La conjoncture n'a pas facilité la mesure du changement. Les grèves, surtout celles des transports publics dans les grandes villes comme Paris, ont perturbé les premiers jours. « Nous avons constaté un climat général qui nuit à la consommation »,relève Yohann Petiot, directeur général de l'Alliance du commerce, syndicat de 450 enseignes et 27.000 points de vente.

« La douceur de la météo n'a pas facilité l'écoulement des grosses pièces de l'hiver », ajoute-t-il.
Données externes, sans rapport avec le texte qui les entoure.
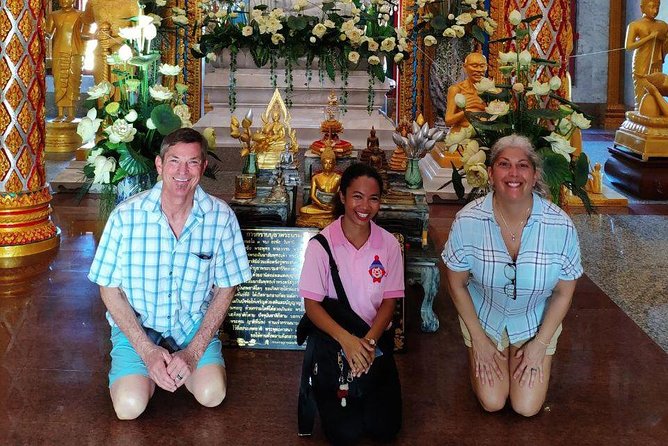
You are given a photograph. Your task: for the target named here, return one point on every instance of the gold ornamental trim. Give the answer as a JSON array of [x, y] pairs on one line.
[[11, 256], [24, 199]]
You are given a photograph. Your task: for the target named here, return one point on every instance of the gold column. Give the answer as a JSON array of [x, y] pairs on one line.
[[176, 50], [25, 224]]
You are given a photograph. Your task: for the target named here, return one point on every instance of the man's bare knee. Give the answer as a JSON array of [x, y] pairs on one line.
[[129, 405], [211, 394]]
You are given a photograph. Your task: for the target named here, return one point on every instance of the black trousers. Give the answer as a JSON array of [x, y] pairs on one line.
[[376, 414]]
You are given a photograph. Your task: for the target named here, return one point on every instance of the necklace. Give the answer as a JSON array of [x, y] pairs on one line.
[[513, 236]]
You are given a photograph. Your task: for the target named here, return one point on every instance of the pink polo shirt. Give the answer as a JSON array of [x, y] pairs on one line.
[[369, 275]]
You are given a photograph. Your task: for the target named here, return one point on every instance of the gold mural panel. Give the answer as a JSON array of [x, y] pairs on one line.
[[5, 165], [24, 162], [15, 7], [14, 141], [26, 117], [27, 24], [14, 96], [14, 50], [5, 25], [5, 117], [13, 184]]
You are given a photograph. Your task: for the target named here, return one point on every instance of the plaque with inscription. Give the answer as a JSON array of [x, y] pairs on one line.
[[266, 310]]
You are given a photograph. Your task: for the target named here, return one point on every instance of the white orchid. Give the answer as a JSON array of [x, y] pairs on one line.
[[121, 131], [560, 145], [103, 168], [88, 126], [100, 90], [160, 93], [169, 70]]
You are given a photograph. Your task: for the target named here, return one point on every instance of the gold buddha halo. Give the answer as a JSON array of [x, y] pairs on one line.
[[25, 224]]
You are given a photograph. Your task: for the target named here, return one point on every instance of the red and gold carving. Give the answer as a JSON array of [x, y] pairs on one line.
[[25, 224], [552, 37]]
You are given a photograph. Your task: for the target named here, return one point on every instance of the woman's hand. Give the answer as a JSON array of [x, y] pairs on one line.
[[530, 368], [359, 353], [485, 355]]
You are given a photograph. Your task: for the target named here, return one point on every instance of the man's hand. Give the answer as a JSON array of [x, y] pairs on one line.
[[182, 364], [157, 360]]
Des rabais de 50 % ont pourtant été proposés d'emblée. « Le premier jour des soldes, c'était comme un mercredi ordinaire, il ne s'est rien passé de spécial », commente une commerçante.

L'Alliance du commerce avait estimé de 13 à 15 % la baisse des ventes à mi-soldes, et table désormais sur un manque à gagner compris entre 5 et 10 % pour l'ensemble de la période. Au Syndicat des indépendants, qui regroupe les commerces de moins de 20 salariés, « nous constatons des baisses de chiffre d'affaires de 25 % à 30 %, comparativement aux soldes de 2019 déjà en demi-teinte », note son secrétaire général Marc Sanchez.

La Chambre de commerce et d'industrie Paris Ile-de-France a réalisé un sondage. Pour 70 % des commerçants franciliens, les soldes d'hiver 2020 sont moins bons que ceux de l'hiver dernier. Le rattrapage d'un mois de décembre perturbé par les grèves dans les transports n'a pas eu lieu.

Des soldes d'hiver en février

Près de la moitié des professionnels interrogés estiment avoir perdu plus de 30 % de chiffre d'affaires ces derniers jours de 2019. Le chiffre est le même pour la fréquentation. Beaucoup de clients ne sont pas venus.

Mais les représentants des commerçants pointent l'impact d'un autre phénomène. « Les ventes privées et le Black Friday démodent les soldes », écrit ainsi la Chambre de commerce. « Les consommateurs qui ont fait de bonnes affaires fin novembre-début décembre ne sont pas revenus pendant les soldes », confirme-t-on à l'Alliance.

La fédération Procos parle d'« achats par anticipation ». Ce club de 300 enseignes et 60.000 points de vente souligne l'impact du Black Friday sur les marges des commerces. Cet événement commercial venu d'Amérique fonctionne comme un déstockage avant le déstockage.

Aux Galeries Lafayette, on se félicite malgré tout du passage des soldes à quatre semaines, tout comme 78 % des commerçants franciliens. Pour 63 % d'entre eux, cependant, les soldes ne sont plus aujourd'hui incontournables. Le Syndicat des indépendants propose même une nouvelle réforme : le recul des soldes d'hiver de janvier à février, histoire de laisser aux consommateurs le temps de reconstituer leur pouvoir d'achat après les fêtes.